Fellow Cheadle Town Councillor Nigel Wood, who is one of the members leading the organisation of the Halloween event, gave his thoughts on cllr Bentley’s suggestions.
He said: “We didn’t want to close the high street because some traders say it ruins their passing trade but with the nature of halloween in itself, if we make people jump, we don’t want people jumping out into oncoming cars on the road.
“So we’re trying to make it as safe as possible and that is what is driving us to close half the high street.
“The only thing about closing the whole high street is we’d have to sort out the traffic lights because we have a one-way system around our town.
“If half the high street is closed from Cross Street then traffic can still flow through the other half of the high street and go down Cross Street and around the back of Chapel Street.”

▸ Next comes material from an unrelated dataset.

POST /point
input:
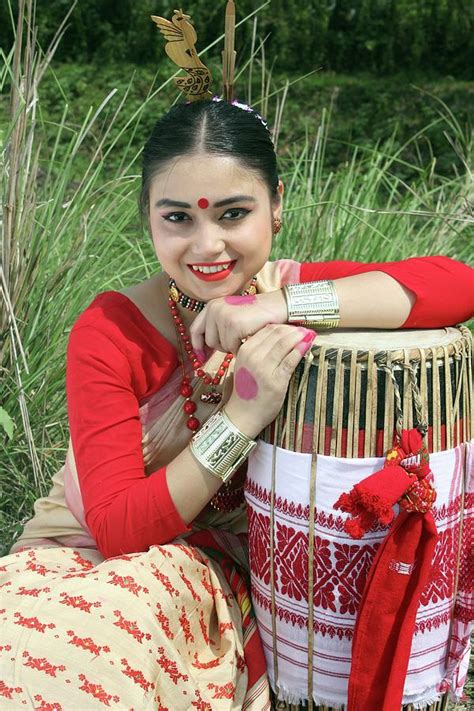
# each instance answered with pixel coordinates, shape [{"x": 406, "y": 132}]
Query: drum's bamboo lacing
[{"x": 421, "y": 394}]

Cllr Wood continued: “The Christmas lights are a different ball game because they have a lot more entertainment in the high street than I’m anticipating for the Halloween event.
“But he (Cllr Bentley) is right in what he is saying – when we close half the high street, we encourage crowds to be stagnant in a particular area.
“But what I’m intending is that I will have certain things going on at certain times over the whole of the high street.
“So it will be right at one end, almost where Leek Road is, and the other end, where Church Street is, so if people want to view something they will have to walk the length of the high street.
“For me, that is the part where I am encouraging footfall throughout the whole of the high street.
“I don’t want the entertainment to be focused on one point, I want it on the whole of the high street.”
Cllr Wood explained that the finalised plans for the event may not be “rubber-stamped” until Cheadle Town Council’s full council meeting on October 18 due to ratification processes.